So one of the cool things about Scrum is that it is fun to do. If you are an engineer, you got into the field because you like to build shiny things and see them work. Scrum lets you concentrate on a small increment, get it done and working, and actually show it off to stakeholders and SEE their reactions. This is empowering, and a lot more fun that building something and only hearing about how it is received months later (and you have moved onto something else). The other engineers, who aren’t on Scrum, will see the kind of excitement your development team has, and pick up on the fact that the energy surrounds the whole Scrum approach. If you get one team running well, other teams will just naturally want to play too. Stakeholders have more fun in Scrum as well, because they get to watch the software grow and evolve, and they have a part in guiding its creation. Scrum is infectious.
This is a fun Scrumism, but you knew there had to be a “but” in here somewhere. One team successfully practicing Scrum doesn’t mean the next team can just take what is working for the first team and replicate it. Each team has to come up to speed and find their own particular style. It certainly helps to have other teams successfully running Scrum teams, especially since Management will be getting accustomed to what sorts of metrics naturally emit from the Scrum approach and how to gauge progress and roadmap, but you can’t just write a desk procedure on “How to do Scrum at XYZ Corp”.

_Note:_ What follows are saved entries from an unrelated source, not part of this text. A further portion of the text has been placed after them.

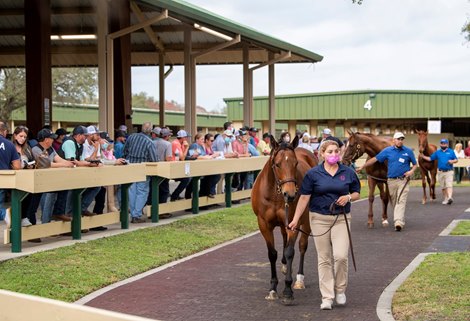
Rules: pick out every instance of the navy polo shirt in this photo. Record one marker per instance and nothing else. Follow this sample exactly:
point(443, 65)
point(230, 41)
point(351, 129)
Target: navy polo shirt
point(8, 153)
point(326, 189)
point(399, 160)
point(443, 158)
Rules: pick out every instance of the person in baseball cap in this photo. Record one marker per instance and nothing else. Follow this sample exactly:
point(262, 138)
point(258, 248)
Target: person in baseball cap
point(398, 135)
point(46, 133)
point(166, 132)
point(79, 130)
point(446, 159)
point(182, 134)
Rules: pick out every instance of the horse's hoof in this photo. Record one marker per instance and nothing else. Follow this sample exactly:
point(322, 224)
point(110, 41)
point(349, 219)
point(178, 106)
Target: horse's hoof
point(284, 269)
point(288, 300)
point(299, 283)
point(272, 295)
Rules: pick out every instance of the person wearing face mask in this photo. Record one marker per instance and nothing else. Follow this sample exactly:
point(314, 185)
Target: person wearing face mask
point(446, 159)
point(399, 158)
point(328, 190)
point(19, 139)
point(285, 138)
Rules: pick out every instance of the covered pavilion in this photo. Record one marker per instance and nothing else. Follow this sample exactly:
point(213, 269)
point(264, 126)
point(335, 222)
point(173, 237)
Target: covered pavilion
point(115, 35)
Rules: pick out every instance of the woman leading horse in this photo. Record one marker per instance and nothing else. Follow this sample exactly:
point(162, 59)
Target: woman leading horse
point(274, 199)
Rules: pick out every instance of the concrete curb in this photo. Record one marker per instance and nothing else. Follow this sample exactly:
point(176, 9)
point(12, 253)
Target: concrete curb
point(384, 304)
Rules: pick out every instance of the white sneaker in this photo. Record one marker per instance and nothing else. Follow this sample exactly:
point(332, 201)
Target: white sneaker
point(340, 298)
point(25, 222)
point(326, 304)
point(8, 217)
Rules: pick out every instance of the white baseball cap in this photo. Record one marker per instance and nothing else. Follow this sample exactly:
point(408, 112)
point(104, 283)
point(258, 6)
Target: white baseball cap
point(398, 135)
point(92, 130)
point(181, 134)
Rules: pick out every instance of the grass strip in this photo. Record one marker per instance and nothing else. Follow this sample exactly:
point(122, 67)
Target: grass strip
point(71, 272)
point(462, 228)
point(436, 290)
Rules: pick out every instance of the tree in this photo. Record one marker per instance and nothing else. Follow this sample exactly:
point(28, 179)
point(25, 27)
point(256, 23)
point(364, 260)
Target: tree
point(12, 91)
point(69, 85)
point(74, 85)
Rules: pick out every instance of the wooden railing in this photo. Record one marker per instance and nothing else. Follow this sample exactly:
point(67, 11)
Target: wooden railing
point(78, 179)
point(23, 307)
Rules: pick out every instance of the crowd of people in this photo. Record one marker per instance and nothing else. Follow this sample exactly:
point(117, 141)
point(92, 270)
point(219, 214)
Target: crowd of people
point(327, 189)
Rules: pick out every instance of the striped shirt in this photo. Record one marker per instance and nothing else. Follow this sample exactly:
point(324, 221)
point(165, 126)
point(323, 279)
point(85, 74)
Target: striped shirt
point(139, 148)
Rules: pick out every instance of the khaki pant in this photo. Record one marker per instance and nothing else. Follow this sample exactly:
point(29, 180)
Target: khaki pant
point(332, 252)
point(395, 187)
point(446, 179)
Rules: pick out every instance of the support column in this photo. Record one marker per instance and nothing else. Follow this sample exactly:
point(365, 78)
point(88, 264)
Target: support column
point(37, 16)
point(247, 87)
point(161, 86)
point(272, 95)
point(119, 19)
point(187, 81)
point(106, 111)
point(314, 128)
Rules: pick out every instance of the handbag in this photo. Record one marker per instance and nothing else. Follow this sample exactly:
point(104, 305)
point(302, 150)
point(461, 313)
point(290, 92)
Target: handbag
point(43, 161)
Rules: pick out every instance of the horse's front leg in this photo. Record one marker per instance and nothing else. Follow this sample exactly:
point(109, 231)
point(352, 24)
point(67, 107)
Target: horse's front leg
point(284, 260)
point(288, 294)
point(424, 177)
point(303, 245)
point(432, 185)
point(384, 198)
point(267, 232)
point(370, 216)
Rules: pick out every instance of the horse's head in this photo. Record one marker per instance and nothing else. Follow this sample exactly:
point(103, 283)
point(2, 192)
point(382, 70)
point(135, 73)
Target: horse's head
point(284, 166)
point(422, 140)
point(355, 148)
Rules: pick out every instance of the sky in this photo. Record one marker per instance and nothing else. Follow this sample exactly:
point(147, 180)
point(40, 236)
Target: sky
point(381, 44)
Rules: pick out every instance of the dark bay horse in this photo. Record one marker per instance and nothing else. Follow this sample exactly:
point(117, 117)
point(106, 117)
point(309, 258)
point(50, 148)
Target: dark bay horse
point(428, 169)
point(358, 144)
point(274, 199)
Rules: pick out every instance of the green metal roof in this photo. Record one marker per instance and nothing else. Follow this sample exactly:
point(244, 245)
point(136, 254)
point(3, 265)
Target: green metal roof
point(88, 114)
point(186, 11)
point(348, 105)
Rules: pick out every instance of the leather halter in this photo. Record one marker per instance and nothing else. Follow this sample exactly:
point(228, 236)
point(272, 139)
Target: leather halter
point(357, 151)
point(279, 182)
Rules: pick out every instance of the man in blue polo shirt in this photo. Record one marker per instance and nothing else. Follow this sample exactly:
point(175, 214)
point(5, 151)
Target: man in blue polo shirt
point(446, 159)
point(399, 172)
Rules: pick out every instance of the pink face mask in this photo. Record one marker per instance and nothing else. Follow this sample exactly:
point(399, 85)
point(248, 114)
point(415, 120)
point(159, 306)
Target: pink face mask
point(332, 159)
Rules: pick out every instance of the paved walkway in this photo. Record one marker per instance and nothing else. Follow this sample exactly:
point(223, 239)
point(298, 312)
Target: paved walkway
point(230, 282)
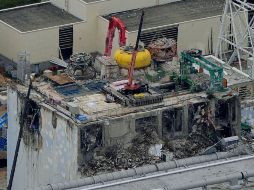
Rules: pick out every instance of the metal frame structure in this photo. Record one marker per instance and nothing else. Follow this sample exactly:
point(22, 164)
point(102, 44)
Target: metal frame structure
point(236, 41)
point(216, 72)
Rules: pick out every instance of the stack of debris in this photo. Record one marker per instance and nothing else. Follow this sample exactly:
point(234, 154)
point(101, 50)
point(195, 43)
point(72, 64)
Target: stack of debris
point(117, 157)
point(200, 80)
point(203, 135)
point(163, 49)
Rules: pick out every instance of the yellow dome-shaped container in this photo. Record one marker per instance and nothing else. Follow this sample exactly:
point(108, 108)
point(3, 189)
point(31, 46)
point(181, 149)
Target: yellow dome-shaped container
point(123, 58)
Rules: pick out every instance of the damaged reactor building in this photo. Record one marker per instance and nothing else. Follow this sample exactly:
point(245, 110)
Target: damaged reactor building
point(151, 112)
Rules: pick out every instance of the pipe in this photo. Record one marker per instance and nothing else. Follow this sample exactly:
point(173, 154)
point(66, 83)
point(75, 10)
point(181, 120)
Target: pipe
point(211, 181)
point(202, 183)
point(140, 171)
point(240, 72)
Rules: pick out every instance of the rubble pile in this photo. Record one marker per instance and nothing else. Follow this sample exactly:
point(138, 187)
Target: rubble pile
point(203, 135)
point(200, 79)
point(163, 49)
point(117, 157)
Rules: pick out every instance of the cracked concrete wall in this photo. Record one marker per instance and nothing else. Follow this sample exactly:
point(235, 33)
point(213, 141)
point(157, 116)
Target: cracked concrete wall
point(54, 162)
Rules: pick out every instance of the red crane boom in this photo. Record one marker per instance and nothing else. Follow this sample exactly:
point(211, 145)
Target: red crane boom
point(114, 23)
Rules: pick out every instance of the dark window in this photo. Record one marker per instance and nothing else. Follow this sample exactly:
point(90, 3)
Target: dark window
point(66, 42)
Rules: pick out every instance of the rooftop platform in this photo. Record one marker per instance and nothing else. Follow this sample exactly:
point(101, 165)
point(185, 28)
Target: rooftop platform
point(171, 13)
point(36, 17)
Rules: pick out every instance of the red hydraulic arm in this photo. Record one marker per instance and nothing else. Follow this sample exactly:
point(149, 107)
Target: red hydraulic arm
point(114, 23)
point(130, 85)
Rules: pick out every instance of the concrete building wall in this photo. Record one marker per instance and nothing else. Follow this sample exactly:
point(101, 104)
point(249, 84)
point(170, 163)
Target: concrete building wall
point(11, 42)
point(56, 158)
point(93, 34)
point(198, 34)
point(75, 7)
point(41, 44)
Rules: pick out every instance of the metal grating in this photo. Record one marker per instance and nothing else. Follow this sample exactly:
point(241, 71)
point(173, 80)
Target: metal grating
point(151, 35)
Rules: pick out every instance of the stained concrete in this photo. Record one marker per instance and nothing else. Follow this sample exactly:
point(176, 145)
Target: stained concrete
point(37, 17)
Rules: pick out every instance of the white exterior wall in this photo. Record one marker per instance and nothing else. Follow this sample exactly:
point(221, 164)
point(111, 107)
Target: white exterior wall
point(54, 162)
point(91, 32)
point(195, 34)
point(75, 7)
point(41, 44)
point(11, 42)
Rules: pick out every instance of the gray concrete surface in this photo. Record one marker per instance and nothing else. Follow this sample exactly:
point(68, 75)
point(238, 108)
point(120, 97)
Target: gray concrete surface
point(182, 179)
point(37, 17)
point(171, 13)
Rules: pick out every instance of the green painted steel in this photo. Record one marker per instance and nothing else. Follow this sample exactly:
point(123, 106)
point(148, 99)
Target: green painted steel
point(215, 71)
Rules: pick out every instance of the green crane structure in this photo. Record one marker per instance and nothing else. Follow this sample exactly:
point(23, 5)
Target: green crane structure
point(188, 58)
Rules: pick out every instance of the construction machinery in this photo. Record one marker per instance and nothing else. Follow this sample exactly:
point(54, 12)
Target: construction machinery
point(125, 91)
point(192, 58)
point(114, 23)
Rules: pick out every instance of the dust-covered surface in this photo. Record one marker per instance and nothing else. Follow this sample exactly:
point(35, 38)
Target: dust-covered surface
point(117, 157)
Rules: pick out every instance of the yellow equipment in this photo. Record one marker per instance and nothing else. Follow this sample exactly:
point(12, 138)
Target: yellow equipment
point(123, 58)
point(139, 96)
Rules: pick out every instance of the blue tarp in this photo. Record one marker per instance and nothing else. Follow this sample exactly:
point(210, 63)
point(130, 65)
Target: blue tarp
point(3, 120)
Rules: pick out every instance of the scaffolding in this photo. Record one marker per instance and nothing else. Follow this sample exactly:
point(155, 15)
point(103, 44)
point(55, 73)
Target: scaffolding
point(235, 43)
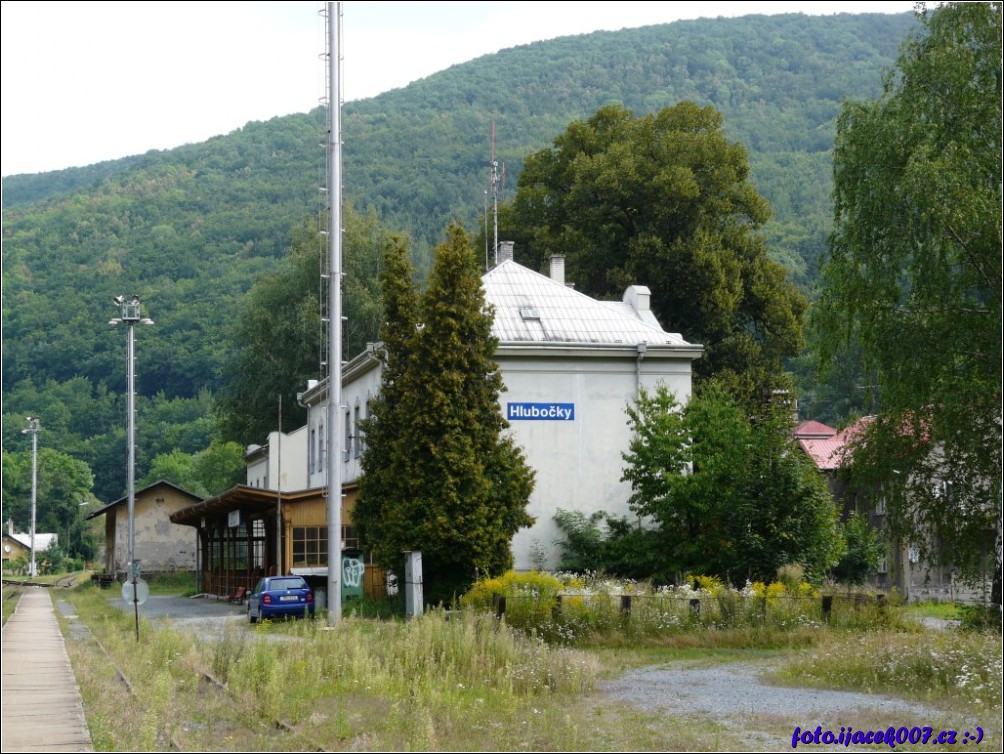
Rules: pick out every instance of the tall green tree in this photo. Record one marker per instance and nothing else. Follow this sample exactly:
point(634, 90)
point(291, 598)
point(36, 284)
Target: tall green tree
point(665, 200)
point(440, 474)
point(728, 493)
point(914, 278)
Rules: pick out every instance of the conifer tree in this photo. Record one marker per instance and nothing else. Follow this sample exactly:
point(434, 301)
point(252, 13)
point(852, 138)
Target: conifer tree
point(440, 473)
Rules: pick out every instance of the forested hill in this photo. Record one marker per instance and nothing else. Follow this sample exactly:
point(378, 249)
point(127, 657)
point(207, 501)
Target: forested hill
point(191, 228)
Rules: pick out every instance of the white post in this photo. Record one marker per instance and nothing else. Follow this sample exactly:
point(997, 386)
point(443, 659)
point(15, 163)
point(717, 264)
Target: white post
point(33, 431)
point(414, 596)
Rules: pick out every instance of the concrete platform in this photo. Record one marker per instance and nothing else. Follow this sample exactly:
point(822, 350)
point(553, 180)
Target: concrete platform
point(42, 709)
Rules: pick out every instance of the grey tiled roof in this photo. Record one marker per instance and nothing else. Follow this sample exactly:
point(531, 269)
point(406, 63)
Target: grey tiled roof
point(530, 307)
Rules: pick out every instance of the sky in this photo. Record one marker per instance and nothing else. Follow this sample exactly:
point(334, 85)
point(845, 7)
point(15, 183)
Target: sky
point(87, 81)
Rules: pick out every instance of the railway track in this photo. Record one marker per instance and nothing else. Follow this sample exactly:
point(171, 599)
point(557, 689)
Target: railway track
point(209, 682)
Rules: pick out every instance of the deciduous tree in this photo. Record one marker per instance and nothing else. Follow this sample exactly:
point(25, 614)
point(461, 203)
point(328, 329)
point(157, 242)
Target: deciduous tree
point(665, 200)
point(277, 336)
point(728, 493)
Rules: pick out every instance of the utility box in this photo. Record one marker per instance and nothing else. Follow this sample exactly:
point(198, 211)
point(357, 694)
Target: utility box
point(353, 569)
point(414, 597)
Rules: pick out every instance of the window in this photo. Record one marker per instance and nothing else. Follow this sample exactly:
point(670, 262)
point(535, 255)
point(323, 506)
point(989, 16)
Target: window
point(348, 437)
point(258, 543)
point(350, 537)
point(355, 432)
point(309, 546)
point(320, 447)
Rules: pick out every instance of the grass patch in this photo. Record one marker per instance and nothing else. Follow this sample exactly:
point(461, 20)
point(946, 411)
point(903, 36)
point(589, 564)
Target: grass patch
point(10, 596)
point(465, 681)
point(941, 610)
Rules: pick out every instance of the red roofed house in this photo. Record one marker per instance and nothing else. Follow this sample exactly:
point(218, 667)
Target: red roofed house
point(903, 567)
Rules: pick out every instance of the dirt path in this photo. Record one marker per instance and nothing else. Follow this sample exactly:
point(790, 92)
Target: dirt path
point(738, 698)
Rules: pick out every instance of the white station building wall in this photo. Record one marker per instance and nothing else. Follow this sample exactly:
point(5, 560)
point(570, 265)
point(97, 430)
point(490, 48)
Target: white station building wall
point(570, 365)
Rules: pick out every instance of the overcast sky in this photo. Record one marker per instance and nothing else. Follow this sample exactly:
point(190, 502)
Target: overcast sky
point(88, 81)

I like to “warn” teams that there will be increasing demands on their time from other teams as they get asked about how they are doing Scrum. This is a happy task, but you actually do have to account for the time to spend introducing and discussing topics with other groups.
Organizations have to resist the urge to take a well-running team and scatter it across the organization to seed other teams. Better to keep the team – and its known velocity – together and let them be an example by doing. Use a Scrum of Scrums to share between teams and do the show-and-tell about what teams have found works or doesn’t work for them.